Quand Vollmann, dans l’introduction à l’immense bibliographie dont il s’est servi pour écrire Central Europe, parle « d’acteur moral », il n’emploie pas le terme au hasard. L’expression fait explicitement référence à son monumental essai sur la violence, Rising up and rising down (en cours de traduction chez Tristram). Les 4 000 pages de documents, témoignages, essais et notes qui forment l’architecture de Rising up and rising down constituent, si l’on veut, la colonne vertébrale de toute l’oeuvre de Vollmann. Comme dans La Famille royale (2004) ou Les Fusils (2006), la violence (physique ou morale, exercée à mains nues ou au moyen d’une arme) n’est jamais absente de Central Europe. Mais Vollmann a personnellement assez souffert de la violence pour ne pas en faire tout un plat ni, a fortiori, un spectacle son et lumière, spectacle qu’un livre de cette taille serait facilement devenu dans les mains d’un écrivain moins raffiné que lui. L’écriture de Vollman est maîtrisée et lyrique, son ton à la fois distancié et sérieux. La guerre qui approche, les divisions armées qui écrasent l’Europe, la poudre et le feu n’ont jamais autant de vie que dans le tableau mental qu’il dresse à force de correspondances, d’arcs narratifs, de points de vue divergents. Ses témoins sont puissants pour les uns, impuissants pour d’autres, artistes, hommes politiques, stratèges, citoyens lambdas réunis dans un seul geste par la parabole, par les images que l’auteur emprunte à la kabbale, par les opéras de Wagner, par les visages en détresse peints par Käthe Kollwitz, par les images révolutionnaires de Roman Karmen.

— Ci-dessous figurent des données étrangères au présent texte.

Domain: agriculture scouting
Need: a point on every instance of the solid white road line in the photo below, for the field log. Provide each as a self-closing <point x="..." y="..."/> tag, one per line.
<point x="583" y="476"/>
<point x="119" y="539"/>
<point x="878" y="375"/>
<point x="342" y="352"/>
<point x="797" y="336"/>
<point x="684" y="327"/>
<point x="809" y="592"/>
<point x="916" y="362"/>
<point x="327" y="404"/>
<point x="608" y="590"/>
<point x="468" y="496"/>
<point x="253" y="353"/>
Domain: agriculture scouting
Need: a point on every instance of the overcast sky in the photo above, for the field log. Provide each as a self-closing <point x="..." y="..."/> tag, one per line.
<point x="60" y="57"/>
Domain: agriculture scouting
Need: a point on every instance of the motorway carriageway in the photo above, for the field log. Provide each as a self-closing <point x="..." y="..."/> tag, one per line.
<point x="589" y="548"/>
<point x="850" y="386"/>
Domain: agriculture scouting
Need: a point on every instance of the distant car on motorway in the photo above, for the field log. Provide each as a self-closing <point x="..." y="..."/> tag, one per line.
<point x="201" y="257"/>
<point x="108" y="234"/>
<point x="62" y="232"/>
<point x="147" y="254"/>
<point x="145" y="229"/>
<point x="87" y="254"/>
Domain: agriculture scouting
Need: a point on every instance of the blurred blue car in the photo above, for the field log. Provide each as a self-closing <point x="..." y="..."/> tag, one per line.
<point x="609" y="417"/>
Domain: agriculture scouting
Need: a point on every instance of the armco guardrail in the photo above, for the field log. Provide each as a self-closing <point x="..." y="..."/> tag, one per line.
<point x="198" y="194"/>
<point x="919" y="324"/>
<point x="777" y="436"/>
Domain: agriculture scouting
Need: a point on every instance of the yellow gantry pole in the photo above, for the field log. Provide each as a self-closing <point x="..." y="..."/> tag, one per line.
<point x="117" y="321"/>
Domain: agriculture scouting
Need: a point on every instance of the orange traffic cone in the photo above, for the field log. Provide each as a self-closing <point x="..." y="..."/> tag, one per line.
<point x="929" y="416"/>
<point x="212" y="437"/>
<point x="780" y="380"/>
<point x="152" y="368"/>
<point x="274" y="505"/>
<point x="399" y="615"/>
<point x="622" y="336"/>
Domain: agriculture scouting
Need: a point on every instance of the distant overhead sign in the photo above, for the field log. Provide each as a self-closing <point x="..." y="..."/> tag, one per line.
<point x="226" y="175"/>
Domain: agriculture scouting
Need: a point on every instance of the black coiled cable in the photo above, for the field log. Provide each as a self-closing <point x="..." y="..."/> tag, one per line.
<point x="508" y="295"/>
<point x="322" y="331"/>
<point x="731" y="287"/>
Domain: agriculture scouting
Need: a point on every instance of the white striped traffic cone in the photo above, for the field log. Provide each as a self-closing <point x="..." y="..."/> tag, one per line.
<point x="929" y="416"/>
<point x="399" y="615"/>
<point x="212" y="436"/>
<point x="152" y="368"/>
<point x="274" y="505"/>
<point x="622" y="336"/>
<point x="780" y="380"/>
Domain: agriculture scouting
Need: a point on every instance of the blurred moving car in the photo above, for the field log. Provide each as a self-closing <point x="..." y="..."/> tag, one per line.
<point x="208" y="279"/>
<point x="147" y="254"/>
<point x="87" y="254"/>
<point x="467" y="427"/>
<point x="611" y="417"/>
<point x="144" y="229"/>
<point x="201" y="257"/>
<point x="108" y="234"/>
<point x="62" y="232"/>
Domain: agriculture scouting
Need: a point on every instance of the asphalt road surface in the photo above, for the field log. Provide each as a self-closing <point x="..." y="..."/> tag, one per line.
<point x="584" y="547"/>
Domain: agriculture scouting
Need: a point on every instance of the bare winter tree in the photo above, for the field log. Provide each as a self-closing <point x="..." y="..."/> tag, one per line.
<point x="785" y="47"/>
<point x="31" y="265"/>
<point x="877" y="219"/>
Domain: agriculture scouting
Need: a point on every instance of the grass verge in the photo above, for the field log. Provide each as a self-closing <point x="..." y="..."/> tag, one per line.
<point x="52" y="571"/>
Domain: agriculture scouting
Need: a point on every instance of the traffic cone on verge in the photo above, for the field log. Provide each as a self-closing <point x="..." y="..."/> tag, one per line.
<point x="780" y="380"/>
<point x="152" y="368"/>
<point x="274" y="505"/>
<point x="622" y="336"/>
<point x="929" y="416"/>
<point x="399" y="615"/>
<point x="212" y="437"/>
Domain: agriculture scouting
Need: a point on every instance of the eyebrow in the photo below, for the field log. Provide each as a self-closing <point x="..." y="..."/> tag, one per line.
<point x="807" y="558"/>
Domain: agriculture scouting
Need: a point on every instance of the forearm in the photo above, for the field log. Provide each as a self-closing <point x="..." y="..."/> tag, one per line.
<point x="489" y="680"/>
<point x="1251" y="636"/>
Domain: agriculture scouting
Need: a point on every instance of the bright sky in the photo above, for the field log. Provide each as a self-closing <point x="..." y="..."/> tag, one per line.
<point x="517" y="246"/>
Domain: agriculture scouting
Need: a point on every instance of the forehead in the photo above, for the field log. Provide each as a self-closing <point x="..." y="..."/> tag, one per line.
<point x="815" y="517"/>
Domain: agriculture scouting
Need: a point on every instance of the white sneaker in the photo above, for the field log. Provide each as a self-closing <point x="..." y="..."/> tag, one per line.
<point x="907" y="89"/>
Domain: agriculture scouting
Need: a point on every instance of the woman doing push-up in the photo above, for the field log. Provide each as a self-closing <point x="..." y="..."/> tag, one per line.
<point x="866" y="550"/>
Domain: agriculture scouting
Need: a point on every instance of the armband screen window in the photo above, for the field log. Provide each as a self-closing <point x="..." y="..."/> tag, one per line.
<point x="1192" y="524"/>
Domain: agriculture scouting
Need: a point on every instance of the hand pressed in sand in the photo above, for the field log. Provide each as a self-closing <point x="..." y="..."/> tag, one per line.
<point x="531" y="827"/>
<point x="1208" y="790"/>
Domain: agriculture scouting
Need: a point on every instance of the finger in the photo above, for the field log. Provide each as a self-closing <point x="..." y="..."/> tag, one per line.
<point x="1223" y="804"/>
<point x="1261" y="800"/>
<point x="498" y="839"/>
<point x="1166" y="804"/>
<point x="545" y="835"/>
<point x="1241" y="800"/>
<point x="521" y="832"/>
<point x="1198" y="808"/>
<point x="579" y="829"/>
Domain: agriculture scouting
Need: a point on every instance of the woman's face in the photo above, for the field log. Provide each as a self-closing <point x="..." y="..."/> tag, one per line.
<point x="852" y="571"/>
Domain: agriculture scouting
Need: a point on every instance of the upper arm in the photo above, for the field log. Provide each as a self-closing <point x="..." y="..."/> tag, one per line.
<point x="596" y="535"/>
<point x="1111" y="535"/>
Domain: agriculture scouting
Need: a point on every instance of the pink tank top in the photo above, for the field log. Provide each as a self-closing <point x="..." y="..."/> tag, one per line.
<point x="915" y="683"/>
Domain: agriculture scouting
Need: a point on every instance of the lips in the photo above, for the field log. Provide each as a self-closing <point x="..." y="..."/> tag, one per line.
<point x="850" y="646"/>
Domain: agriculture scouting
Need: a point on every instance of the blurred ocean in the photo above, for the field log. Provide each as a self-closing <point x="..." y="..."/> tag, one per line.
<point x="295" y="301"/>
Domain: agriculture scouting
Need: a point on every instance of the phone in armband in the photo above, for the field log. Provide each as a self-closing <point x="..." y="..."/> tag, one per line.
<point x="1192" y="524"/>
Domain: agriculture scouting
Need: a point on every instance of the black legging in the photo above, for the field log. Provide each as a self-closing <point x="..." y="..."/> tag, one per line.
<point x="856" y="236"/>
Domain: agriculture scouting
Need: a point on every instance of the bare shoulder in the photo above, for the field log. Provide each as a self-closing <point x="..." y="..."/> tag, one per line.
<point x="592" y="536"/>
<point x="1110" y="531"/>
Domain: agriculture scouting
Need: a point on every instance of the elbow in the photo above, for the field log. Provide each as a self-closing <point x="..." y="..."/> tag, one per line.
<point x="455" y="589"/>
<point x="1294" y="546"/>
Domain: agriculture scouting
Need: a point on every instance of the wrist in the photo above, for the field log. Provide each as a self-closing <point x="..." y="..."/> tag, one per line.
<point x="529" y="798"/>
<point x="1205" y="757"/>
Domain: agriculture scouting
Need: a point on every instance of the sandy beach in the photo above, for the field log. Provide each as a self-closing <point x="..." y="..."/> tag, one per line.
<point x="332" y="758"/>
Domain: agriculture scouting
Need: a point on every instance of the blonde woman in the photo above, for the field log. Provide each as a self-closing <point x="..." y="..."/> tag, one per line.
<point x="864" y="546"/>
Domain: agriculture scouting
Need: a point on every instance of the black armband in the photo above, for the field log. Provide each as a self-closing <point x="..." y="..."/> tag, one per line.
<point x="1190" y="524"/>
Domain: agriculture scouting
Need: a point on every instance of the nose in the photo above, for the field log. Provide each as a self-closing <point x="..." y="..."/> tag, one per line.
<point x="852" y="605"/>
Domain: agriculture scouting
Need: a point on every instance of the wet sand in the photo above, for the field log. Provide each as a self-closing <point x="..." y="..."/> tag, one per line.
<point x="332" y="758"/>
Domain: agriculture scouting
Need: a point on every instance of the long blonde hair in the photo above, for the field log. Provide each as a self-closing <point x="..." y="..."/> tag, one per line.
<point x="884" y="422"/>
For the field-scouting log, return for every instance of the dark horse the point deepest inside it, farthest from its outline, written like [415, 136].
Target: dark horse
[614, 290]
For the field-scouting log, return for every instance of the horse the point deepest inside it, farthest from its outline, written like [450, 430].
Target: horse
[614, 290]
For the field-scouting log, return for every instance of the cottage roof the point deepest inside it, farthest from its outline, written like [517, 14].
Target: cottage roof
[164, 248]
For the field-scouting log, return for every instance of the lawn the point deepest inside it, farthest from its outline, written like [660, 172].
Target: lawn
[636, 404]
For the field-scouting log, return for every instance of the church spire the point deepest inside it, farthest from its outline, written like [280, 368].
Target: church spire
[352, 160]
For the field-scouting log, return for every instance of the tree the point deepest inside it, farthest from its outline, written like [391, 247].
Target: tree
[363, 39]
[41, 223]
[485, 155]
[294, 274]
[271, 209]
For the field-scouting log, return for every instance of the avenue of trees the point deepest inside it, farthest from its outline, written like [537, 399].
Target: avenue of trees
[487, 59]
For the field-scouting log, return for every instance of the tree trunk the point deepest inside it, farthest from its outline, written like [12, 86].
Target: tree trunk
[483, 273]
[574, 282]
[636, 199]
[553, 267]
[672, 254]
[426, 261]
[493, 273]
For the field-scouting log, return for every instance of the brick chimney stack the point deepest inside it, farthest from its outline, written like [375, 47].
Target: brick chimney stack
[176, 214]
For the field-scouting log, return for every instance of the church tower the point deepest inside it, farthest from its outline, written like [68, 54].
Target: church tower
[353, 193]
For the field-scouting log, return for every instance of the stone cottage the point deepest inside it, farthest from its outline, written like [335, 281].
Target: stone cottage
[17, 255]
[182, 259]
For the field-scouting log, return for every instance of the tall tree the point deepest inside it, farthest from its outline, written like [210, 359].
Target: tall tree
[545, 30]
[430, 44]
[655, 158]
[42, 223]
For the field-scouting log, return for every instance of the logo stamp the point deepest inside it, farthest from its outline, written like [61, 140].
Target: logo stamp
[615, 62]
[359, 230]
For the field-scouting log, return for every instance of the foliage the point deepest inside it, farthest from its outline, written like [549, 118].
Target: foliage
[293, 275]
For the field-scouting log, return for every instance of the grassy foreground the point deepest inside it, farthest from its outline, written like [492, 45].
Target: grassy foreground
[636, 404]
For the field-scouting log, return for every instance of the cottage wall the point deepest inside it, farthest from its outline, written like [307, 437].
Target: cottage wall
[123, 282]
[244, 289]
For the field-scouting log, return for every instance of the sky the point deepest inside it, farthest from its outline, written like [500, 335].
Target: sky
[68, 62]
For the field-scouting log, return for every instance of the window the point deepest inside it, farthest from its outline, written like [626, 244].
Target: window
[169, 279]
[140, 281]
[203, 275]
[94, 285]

Vollmann semble avoir choisi le versant totalitaire de l’histoire européenne non pour démontrer l’insignifiance de ces destins individuels mais pour souligner, avec une vigueur farouche et incorruptible, combien chaque geste peut compter. Surtout s’il est artistique car pour Vollmann, profondément, le geste artistique est indestructible. Parmi les voix que contient ce livre foisonnant, il en est une qui se détache, distincte du « je » qu’emploie l’auteur pour exprimer, comme il le fait souvent, des opinions personnelles à travers ses fictions. Cette voix, c’est celle de l’informateur soviétique : l’agent stalinien anonyme et omniscient qui espionne les vies d’artistes, les commente, se surprenant parfois à les admirer pour, l’instant d’après, se forcer à la mépriser. Ici encore, Vollmann ne s’en tient pas à une technique littéraire, somme toute assez classique : il habite et émule le mécanisme dont il est l’inventeur. Cette voix monocorde et démoniaque, il s’en sert comme on se servirait du canon d’une arme contre la tempe de son ennemi. Dans l’oreille de leur espion, les dissidents (poètes, musiciens ou simples citoyens) semblent oublier qui ils sont. Ils hurlent tout haut comme s’ils voulaient en finir : « Foutez-moi huit grammes dans le corps ». « Le poids d’une balle », précise Vollmann, toujours précis sur les questions de balistique.

Mais lorsque c’est lui qui reprend la parole (et certains passages ne font absolument aucun doute sur son identité), le propos redevient celui d’un artiste libre et passionné, à l’excès parfois, un artiste amoureux de ses propres muses qui affirme haut et fort (et c’est Vollmann qui martèle) qu’il « aime Elena Konstantinovskaya », amante de Chostakovitch et femme du cinéaste Roman Karmen, « autant qu’on puisse aimer quelqu’un qu’on n’a jamais connu ». Ce sont ces dissonances peut-être, ce jeu de voix multiples certainement, qui donnent à Central Europe sa magie autre : allégorique, profondément morale. Et c’est aussi, à peu de choses près, une manière adéquate de résumer, en peu de mots, l’oeuvre ambitieuse et essentielle de William T. Vollmann.